Car Lem’nar était bon vivant. Une particularité qui avait conquis Lem’tili, son épouse. De trois ans sa cadette, elle partageait sa vie depuis quatorze années déjà. Et pendant tout ce temps, elle n’avait eu de cesse d’aimer ses éclats de rire et la saccade joyeuse de ses innombrables boucles d’ébène qui en découlait. Sa chevelure à elle, de même teinte mais ondulée, bougeait à peine lorsqu’elle se laissait aller à une hilarité plus réservée. Elle cachait d’ailleurs souvent leur longueur métrique en de délicats jeux de tresses, qu’elle arrangeait aux aurores en de complexes coiffes propres à la caste des marchands.
Lui, c’était du charme de la dame dont il avait été conquis, de son nez fuselé et légèrement busqué, de ses pommettes rosées, de ses amandes aux iris noisette, ainsi que de bien d’autres détails qu’il serait incongru d’énoncer ici. Une sylphide, tout simplement. Et contrairement à beaucoup d’autres femmes de son âge, le passage des ans n’avait fait que l’embellir.

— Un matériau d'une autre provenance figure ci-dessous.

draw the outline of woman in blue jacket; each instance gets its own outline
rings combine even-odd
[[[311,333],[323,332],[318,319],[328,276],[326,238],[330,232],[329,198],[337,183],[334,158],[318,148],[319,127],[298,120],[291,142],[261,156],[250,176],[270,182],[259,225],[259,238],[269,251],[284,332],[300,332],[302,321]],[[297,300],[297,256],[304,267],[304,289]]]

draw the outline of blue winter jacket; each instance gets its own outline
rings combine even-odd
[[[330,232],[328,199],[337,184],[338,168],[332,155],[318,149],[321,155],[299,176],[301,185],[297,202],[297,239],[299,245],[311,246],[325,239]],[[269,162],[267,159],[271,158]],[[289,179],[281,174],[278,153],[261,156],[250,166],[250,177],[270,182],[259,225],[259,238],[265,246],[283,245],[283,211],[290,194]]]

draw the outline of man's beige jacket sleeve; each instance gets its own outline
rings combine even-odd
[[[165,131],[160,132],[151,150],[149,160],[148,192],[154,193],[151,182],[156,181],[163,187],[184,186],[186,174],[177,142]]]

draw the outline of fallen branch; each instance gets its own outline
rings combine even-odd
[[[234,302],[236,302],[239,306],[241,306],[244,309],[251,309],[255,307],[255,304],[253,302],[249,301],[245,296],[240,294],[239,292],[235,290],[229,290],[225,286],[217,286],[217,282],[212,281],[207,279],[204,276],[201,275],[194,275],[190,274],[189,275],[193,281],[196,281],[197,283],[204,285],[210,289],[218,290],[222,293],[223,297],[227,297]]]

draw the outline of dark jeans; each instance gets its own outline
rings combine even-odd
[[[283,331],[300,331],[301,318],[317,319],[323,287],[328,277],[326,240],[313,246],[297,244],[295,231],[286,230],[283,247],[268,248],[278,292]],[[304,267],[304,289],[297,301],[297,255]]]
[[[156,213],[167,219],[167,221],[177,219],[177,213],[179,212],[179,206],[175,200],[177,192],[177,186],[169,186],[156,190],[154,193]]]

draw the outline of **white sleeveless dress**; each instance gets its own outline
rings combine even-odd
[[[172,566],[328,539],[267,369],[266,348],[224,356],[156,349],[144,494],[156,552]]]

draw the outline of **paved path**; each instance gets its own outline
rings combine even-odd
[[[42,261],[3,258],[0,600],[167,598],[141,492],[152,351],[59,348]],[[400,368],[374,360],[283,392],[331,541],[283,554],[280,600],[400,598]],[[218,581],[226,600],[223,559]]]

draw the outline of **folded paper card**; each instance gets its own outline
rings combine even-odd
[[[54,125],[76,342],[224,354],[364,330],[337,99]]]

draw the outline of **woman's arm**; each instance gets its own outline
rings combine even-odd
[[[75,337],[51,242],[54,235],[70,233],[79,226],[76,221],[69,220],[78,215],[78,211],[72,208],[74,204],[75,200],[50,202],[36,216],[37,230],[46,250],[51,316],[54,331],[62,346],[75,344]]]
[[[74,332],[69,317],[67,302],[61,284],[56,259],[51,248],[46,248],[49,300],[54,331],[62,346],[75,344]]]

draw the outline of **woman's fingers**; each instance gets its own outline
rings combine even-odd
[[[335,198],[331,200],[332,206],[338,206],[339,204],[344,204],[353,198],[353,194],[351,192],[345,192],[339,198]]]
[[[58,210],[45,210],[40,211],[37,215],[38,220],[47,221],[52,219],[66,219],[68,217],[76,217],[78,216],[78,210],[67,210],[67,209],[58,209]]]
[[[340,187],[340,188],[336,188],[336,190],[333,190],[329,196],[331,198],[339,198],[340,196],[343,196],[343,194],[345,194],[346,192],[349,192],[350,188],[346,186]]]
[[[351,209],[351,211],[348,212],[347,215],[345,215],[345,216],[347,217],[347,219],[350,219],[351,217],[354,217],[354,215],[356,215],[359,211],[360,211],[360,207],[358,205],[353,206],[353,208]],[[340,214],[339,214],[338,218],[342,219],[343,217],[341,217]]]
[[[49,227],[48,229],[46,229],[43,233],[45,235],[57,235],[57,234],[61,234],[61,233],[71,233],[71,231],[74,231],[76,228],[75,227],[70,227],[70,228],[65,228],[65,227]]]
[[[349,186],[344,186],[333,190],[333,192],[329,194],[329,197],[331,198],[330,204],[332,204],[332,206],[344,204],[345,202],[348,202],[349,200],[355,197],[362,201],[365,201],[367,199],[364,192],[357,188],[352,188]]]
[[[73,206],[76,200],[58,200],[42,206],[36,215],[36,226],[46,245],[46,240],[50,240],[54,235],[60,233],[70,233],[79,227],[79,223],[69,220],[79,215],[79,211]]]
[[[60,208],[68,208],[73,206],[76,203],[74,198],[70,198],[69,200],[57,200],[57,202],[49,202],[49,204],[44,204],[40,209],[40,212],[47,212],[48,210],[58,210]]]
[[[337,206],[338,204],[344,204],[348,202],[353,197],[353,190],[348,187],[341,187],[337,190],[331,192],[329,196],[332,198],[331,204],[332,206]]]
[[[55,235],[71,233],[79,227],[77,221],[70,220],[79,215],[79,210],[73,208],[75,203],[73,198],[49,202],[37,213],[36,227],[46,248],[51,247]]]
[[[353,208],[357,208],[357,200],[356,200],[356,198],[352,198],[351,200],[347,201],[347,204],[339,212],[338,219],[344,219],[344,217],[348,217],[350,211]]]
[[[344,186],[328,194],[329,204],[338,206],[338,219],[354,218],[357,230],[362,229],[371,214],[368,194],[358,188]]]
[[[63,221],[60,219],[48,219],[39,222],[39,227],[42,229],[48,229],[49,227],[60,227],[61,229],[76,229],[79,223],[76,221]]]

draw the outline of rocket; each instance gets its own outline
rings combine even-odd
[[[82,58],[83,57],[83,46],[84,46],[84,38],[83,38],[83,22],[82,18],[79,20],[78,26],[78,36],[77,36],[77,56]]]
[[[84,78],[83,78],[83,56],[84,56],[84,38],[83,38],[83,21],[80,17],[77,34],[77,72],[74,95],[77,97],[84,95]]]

Quant à leur existence paisible, ils l’avaient construite autour d’une affaire florissante. Lui y travaillait le bois. Sa maîtrise de cette noble matière, de son assemblage à son ciselage, en avait fait un ébéniste connu et reconnu d’Atbar’xen. En son épouse, qui jouait du fil comme personne, il avait trouvé la plus parfaite des partenaires. Elle avait, dès son plus jeune âge, appris les secrets des textiles les plus fins, des étoffes les plus prisées. À l’instar de son mari, elle savait en sublimer les attraits de ses longs doigts agiles. Ensemble, ils fournissaient aux nobles de la ville, la caste des ismeïi, bon nombre de chaises, fauteuils et autres divans dont la qualité leur était enviée même au-delà des frontières de la cité.
Pour beaucoup, leur vie semblait une concrétisation bienheureuse. Et c’eût pu être le cas si leur extérieur allègre ne cachait pas une douleur silencieuse. Une douleur liée à l’enfant que le destin leur refusait depuis tant d’années. Ils avaient même arrêté d’en parler, vaincus, se contentant de sourire lorsque le tout-venant leur lançait avec frivolité qu’un si beau couple devait penser à sa descendance.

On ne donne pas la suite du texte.